なんかこう、早川文庫とか、扶桑社ミステリとかで、「海外作家ミステリアンソロジー」とかいって銘打って出されている本で、大概、中にひとつふたつ、「いやこれはミステリというよりファンタジーじゃないですか?」「推理小説の要素は混じってるけど、でも、どっちかというとモダンホラーだよね、これ」みたいなのが混じってるじゃないですか? ああいう感じ。なんかちょっと破調。
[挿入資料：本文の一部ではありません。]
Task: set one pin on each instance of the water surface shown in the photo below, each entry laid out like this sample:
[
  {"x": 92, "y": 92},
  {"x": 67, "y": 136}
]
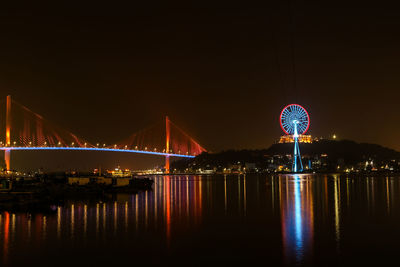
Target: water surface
[{"x": 203, "y": 220}]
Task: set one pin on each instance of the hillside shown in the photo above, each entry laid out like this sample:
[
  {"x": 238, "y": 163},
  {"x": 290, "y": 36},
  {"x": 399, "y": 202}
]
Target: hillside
[{"x": 348, "y": 152}]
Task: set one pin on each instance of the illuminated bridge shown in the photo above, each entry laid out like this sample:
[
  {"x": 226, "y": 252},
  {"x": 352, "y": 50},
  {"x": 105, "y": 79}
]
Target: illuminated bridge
[{"x": 27, "y": 130}]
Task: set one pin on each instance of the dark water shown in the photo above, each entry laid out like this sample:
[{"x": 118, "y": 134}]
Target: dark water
[{"x": 207, "y": 220}]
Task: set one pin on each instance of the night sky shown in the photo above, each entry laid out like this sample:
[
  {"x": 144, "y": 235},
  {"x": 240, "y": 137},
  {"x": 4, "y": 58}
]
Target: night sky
[{"x": 104, "y": 71}]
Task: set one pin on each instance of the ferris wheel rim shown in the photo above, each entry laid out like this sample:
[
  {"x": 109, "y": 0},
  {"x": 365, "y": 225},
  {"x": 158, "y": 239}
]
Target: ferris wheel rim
[{"x": 280, "y": 118}]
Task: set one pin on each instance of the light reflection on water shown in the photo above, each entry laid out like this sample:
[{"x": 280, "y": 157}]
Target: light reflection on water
[{"x": 312, "y": 213}]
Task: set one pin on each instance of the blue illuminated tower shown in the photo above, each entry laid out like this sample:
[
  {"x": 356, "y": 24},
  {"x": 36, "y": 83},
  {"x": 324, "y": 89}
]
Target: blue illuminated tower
[{"x": 295, "y": 121}]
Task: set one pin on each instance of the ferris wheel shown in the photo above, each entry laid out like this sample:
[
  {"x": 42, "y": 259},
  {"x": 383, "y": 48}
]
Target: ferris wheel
[{"x": 294, "y": 119}]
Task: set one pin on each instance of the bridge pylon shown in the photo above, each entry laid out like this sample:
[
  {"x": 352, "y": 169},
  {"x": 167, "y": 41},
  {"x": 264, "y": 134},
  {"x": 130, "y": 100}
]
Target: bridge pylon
[
  {"x": 7, "y": 152},
  {"x": 167, "y": 137}
]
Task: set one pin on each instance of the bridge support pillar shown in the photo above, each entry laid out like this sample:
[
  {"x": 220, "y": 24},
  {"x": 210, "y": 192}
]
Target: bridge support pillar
[
  {"x": 167, "y": 164},
  {"x": 7, "y": 153},
  {"x": 167, "y": 137}
]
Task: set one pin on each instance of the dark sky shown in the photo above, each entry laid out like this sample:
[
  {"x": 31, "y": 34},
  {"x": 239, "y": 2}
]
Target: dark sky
[{"x": 223, "y": 74}]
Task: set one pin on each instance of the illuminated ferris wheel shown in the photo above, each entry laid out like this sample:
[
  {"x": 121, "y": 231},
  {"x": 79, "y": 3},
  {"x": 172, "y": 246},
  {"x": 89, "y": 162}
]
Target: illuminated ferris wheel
[
  {"x": 294, "y": 120},
  {"x": 294, "y": 116}
]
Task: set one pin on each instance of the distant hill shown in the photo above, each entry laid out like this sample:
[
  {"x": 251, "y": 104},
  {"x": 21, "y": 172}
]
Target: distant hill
[
  {"x": 347, "y": 151},
  {"x": 350, "y": 151}
]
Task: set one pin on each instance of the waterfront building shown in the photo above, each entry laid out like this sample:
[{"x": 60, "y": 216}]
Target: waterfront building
[{"x": 303, "y": 138}]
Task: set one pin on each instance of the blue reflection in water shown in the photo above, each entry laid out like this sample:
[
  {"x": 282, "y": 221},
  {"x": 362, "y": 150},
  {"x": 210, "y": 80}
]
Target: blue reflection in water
[{"x": 297, "y": 217}]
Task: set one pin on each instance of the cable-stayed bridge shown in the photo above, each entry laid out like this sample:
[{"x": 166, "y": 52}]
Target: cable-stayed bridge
[{"x": 27, "y": 130}]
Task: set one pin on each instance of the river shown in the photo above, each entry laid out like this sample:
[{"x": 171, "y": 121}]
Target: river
[{"x": 225, "y": 220}]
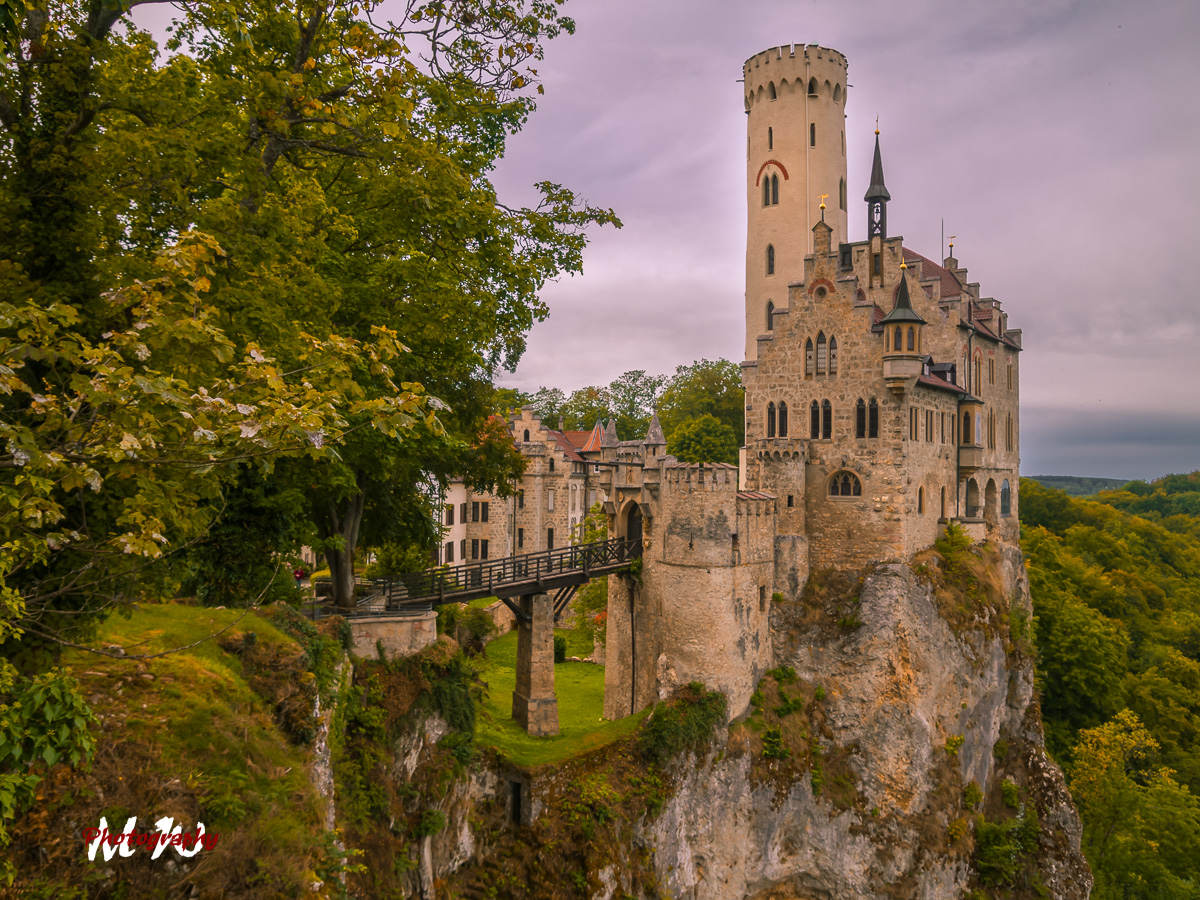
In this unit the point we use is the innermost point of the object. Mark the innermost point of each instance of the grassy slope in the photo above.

でも、「広義のミステリ」だといいきってしまえるだけの自信と、作品としてはちゃんと完成しているという自負はあるので、これを出そうと思っています。それに、「推理小説」の「ロマン」(これってけっこう、子ども向けミステリでは大事なことだと思う)は漂ってると思うので。
それと、個人的には、物語の中で、どんな超常現象がでてこようとも、「謎」そのものの「答え」がオカルトではなかったり、魔法その他の非現実的な力で「事件」を「解決」してなければ、それは推理小説になる、というよくいわれる定義を、私は受けいれています。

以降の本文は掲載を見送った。